Michael Traikos of the National Post has opined that the Toronto Maple Leafs — off to their best start since 1994 — should extend the contract of head coach Ron Wilson.
“Does this earn the beleaguered head coach his contract extension? We certainly think so. After all, the Leafs are a Northeast Division-leading 9-3-1. Flip that record around — 3-9-1 — and people would undoubtedly be calling for Wilson’s head right now,” Traikos writes. “So why not reward him? Why not give Wilson, who is in the final year of a four-year contract, more time to continue growing this team?
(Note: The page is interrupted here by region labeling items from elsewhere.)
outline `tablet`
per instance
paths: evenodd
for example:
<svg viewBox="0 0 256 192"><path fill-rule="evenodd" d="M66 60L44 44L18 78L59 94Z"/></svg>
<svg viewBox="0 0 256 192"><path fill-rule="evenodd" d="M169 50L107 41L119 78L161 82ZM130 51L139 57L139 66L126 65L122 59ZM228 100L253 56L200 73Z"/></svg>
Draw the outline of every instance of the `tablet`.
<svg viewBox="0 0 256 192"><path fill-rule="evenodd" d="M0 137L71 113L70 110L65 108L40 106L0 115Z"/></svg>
Why not let him breathe a little easier?”
It’s not a horrible idea, even though the Leafs have been subpar (at best) for most of Wilson’s tenure.
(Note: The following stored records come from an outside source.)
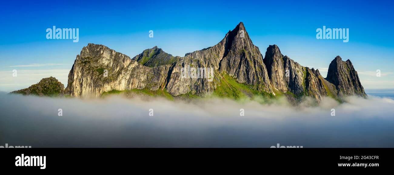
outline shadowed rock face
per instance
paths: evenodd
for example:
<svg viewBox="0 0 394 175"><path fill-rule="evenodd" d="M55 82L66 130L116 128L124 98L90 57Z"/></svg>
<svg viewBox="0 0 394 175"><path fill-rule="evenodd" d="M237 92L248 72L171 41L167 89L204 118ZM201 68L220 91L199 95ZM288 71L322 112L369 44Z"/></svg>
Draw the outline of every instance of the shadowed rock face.
<svg viewBox="0 0 394 175"><path fill-rule="evenodd" d="M340 96L366 96L357 71L349 60L343 61L340 57L336 56L330 64L326 79L335 86Z"/></svg>
<svg viewBox="0 0 394 175"><path fill-rule="evenodd" d="M64 95L64 85L52 77L43 78L38 83L29 88L11 92L10 93L40 96L62 97Z"/></svg>
<svg viewBox="0 0 394 175"><path fill-rule="evenodd" d="M253 45L241 22L217 44L180 58L169 74L167 91L174 96L209 93L216 88L224 72L239 83L252 85L258 90L271 93L272 89L262 61L258 48ZM188 66L213 68L213 81L180 78L181 68Z"/></svg>
<svg viewBox="0 0 394 175"><path fill-rule="evenodd" d="M284 56L275 45L267 49L263 59L241 22L217 44L182 57L173 57L155 46L132 59L104 46L89 44L77 56L65 92L72 96L97 97L112 90L145 88L165 90L173 96L204 96L220 86L225 75L254 90L273 95L289 91L318 101L327 96L365 96L350 61L336 60L330 64L325 79L318 70ZM212 68L214 77L182 77L182 67ZM204 73L206 71L201 75Z"/></svg>
<svg viewBox="0 0 394 175"><path fill-rule="evenodd" d="M154 46L152 49L147 49L132 58L139 63L146 66L153 67L171 64L180 58L174 57L166 53L162 49Z"/></svg>
<svg viewBox="0 0 394 175"><path fill-rule="evenodd" d="M70 73L66 92L72 96L98 97L104 92L164 88L171 65L149 67L103 45L84 47Z"/></svg>

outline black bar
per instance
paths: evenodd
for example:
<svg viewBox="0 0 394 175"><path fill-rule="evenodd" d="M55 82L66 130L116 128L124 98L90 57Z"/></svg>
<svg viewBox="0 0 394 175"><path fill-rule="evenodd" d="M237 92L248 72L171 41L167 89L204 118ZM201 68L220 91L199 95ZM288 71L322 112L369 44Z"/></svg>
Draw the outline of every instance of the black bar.
<svg viewBox="0 0 394 175"><path fill-rule="evenodd" d="M46 156L45 169L16 166L15 157L22 154L25 157ZM338 172L378 172L391 169L393 154L391 148L4 148L0 149L0 165L2 170L37 172L62 170L92 172L132 170L136 172L153 169L164 172L180 171L181 167L188 168L189 171L185 172L188 173L193 170L210 168L260 170L260 172L282 172L294 168L306 171L324 170ZM355 159L355 156L359 159ZM353 158L341 159L340 156ZM374 159L362 159L362 156ZM375 166L375 164L378 164L379 166L338 165L355 163Z"/></svg>

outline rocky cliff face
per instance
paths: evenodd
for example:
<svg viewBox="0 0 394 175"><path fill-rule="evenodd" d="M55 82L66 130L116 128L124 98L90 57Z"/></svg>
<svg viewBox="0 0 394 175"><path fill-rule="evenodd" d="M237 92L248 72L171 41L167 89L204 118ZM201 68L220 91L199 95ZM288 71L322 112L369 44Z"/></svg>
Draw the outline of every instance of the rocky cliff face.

That said, his coaching history shows a tendency for success in years four and five:
In Anaheim: Best season was his fourth and final one — 36-33-13, 85 points, first playoff appearance.
In Washington: Best seasons were third/fourth — back-to-back division crowns.
In San Jose: Best seasons were fourth/fifth — 107 and 108 points respectively.
This is Wilson’s fourth season in Toronto and based on and based on an admittedly small sample size, his best. Toronto has won games despite playing without starting goalie James Reimer and No. 1 center Tim Connolly for large stretches. Phil Kessel looks great, Dion Phaneuf looks great and the team is getting contributions from everywhere (see: Crabb, Joey and Scrivens, Ben.)
That said — we’re only 13 games into the season. Still haven’t hit the quarter pole. Which means you have to take the following into account:
— The Leafs have defeated exactly three playoff teams from a year ago (the Rangers, Habs and Penguins.)
— The Leafs have yet to leave the Eastern time zone.
— The Leafs have the NHL’s worst penalty kill.
— Luke Schenn is playing less than 10 minutes a game.
— 30-goal scorer Nikolai Kulemin has just two goals.
Now look, this isn’t to urinate on the parade or anything — the Leafs are off to a tremendous start and should be applauded — but there’s a reason GM Brian Burke likes to wait at least 20 games before assessing his team’s performance.
In 2010, Colorado started 12-7-1 but finished 29th in the standings. In 2009, Columbus started 12-6-2 but ended up firing Ken Hitchcock and missing the playoffs. Getting off to a good start is great, but maintaining it is far more important.
Wilson deserves a lot of credit, but an extension? It’s way too early for that.